• Veetshish Om e amigos

O amor pela Verdade Imutável acolhe tudo!

Pergunta - Quando surgiu o “tsunami”, o evento cheio de energia que me captura, fiquei observando influenciando pelo Satsang.

Minha pergunta é esta: você foca, contrai naquilo, experimenta profundamente, vivenciando os dois aspectos: você como a presença e você como aquilo que está passando também ou você expande e olha aquilo de um outro lugar ou as duas coisas?


Veet - Tem alguns momentos que parece que são mágicos. Quando eu percebo algo vindo, uma angústia, uma ansiedade eu digo: poxa isso não é meu, isso não sou eu!
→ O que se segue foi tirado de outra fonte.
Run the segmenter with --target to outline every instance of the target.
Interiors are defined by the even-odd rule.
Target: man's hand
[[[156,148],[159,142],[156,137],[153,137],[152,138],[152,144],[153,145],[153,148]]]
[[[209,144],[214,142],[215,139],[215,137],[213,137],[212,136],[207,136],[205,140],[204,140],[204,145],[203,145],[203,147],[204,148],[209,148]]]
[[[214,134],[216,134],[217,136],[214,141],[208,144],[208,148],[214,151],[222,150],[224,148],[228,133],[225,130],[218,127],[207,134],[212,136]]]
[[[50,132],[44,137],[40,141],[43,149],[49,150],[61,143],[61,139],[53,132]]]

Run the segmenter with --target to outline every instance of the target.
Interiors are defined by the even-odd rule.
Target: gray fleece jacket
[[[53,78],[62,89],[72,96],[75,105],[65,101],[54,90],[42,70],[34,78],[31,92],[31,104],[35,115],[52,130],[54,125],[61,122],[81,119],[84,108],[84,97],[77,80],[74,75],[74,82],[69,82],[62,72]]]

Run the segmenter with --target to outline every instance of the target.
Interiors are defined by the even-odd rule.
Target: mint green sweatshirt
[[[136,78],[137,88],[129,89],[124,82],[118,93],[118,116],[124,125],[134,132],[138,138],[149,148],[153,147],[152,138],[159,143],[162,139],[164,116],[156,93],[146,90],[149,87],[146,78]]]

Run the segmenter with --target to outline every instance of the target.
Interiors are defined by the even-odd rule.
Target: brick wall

Tem hora que é mágico e imediatamente se dissolve na perceptividade desse reconhecer-Se, que às vezes é mental mesmo, dizendo “isso não sou eu, isso é um evento acontecendo aqui dentro, uma onda energética emocional me atravessando”.

Ao invés de ficar analisando, racionalizando, ela vem e me atravessa e às vezes é sentida corporalmente, somaticamente e nessa percepção de que não é meu, isso não é eu, o observador disso que está vendo... às vezes magicamente se dissolve. Muitas vezes magicamente se dissolve.

Mas existem outras vasanas, outras energias emocionais, outros programas que te tomam de tal forma que não se resolve assim.  Essa varinha mágica não acontece. E aí é hora de acolhimento, é hora de dizer “ok, seja feita a sua vontade”. E se é para ficar aqui, fica aqui. Mas não mais num processo de inconsciente evitação, de não querer isso de jeito nenhum, pelo contrário. Vem num reconhecer do pacote todo: do que está ocorrendo, de sua inevitabilidade e do desejo de não tê-la. Assim surge um acolhimento.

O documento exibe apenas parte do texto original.